Emerging Market GDPs are a Trap

By qppolitics

Prudent investors are correcting in wondering why the emerging markets need stimulus packages when they are growing at impressive rates. Either the Gross Domestic Product (GDP) numbers do not represent the true state of affairs within these economies, or GDP declarations by governments are largely deliberate misrepresentations.

                   

In reality, there is truth to both concerns, and those seeking to buy emerging market ETFs (EEM, GMM, VWO) on further price declines are well-advised to check what they are buying into. Because as available statistics stand today, there is no way of knowing. Firstly, is the GDP model a fair reflection of the well-being of a nation? And, secondly, if it is not, are the components of the forecasted GDP growth (e.g. India 8%, Brazil 3%, China 9%, Turkey 6% and Russia 6.2%) simply telling us that official growth rates are no indicators of real unemployment, inherent underemployment, consumer demand, credit delinquencies, income inequalities and poverty levels?

 

It may be useful to know that the creator of the Gross National Product (GNP) concept, the precursor to GDP, was primarily concerned with establishing a degree of precision only in measurements of the value of goods and services produced by American nationals in a highly fluid post-Depression environment. “The welfare of a nation can scarcely be inferred from a measurement of national income,” Simon Kuznets warned in 1934, as US authorities began using the GNP for policy-making purposes. The reasons for the cautionary statement are well-grounded, particularly in non-industrialized nations.

 

One reason is the powerful influence of the parallel (underground) economies on consumer, land and housing transactions on emerging market GDPs, ranging from 20% in China to nearly 35% in India.

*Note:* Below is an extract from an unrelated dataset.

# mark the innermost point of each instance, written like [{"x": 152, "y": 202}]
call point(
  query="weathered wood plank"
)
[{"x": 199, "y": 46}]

The other reason is the role played by defense expenditures on GDP computations; in India, the budgets for police and paramilitary organizations have also been rising in recent years, to counter separatist and Maoist insurgencies spread across 8-10 Indian states.

 

Then there are the huge investments in infrastructure projects which are either ill-conceived or corruption-ridden, or in work-in-progress mode well beyond targeted timelines. And, since few plans to upgrade crop yields and reorganize outmoded distribution channels have ever been implemented, the agricultural component of GDP is usually a direct consequence of either a bumper harvest (determined by rainfall) or commodity prices.

 

In brief, it is possible for emerging markets to show GDP growth in conditions where the prerequisites for sustainable equity valuations are being eroded. Moreover, despotic and politically corrupt governments are also claiming relatively impressive growth rates: e.g. Myanmar (4%), Khazakstan (10.5%), Iran (4.3%) and Uzbekistan (7.2%). For that matter, Iraq and Afghanistan are both predicting GDP growth of 8% in 2009!!

 

But of greater relevance for mutual investors are the startling facts emanating from the heavily favoured emerging market countries; only a few highlight examples can be provided in this forum, and investors are encouraged to dig deeper for a clearer picture.

 

Twenty-five percent of the Russian workforce is now experiencing serious delays in wage payments, and no-wage warnings having issued to another 15% of Russian workers. About 2 million workers in southern and central coastal China have been engaged in protests against factory downsizings and shutdowns. In Brazil, 130,000 landless families, living in camps and waiting land for land allocations from the government for 4-plus years, are now threatening to take their fight to the areas occupied by the critical biofuels sector.  In India, election officials recently monitoring applications in the mineral-rich state of Chattisgarh, found that 12% of the candidates were self-declared billionaires (in Indian rupee terms) but failed to render tax returns, another 15% who were publicly known to be billionaires said that they did not operate any bank accounts and paid no taxes at all, 4% were convicted criminals and 10% were facing criminal charges for murder, people-smuggling and extortion; for the record, human rights activists report that 58% of Chattisgarh’s population lives in poverty, including 37% in extreme poverty.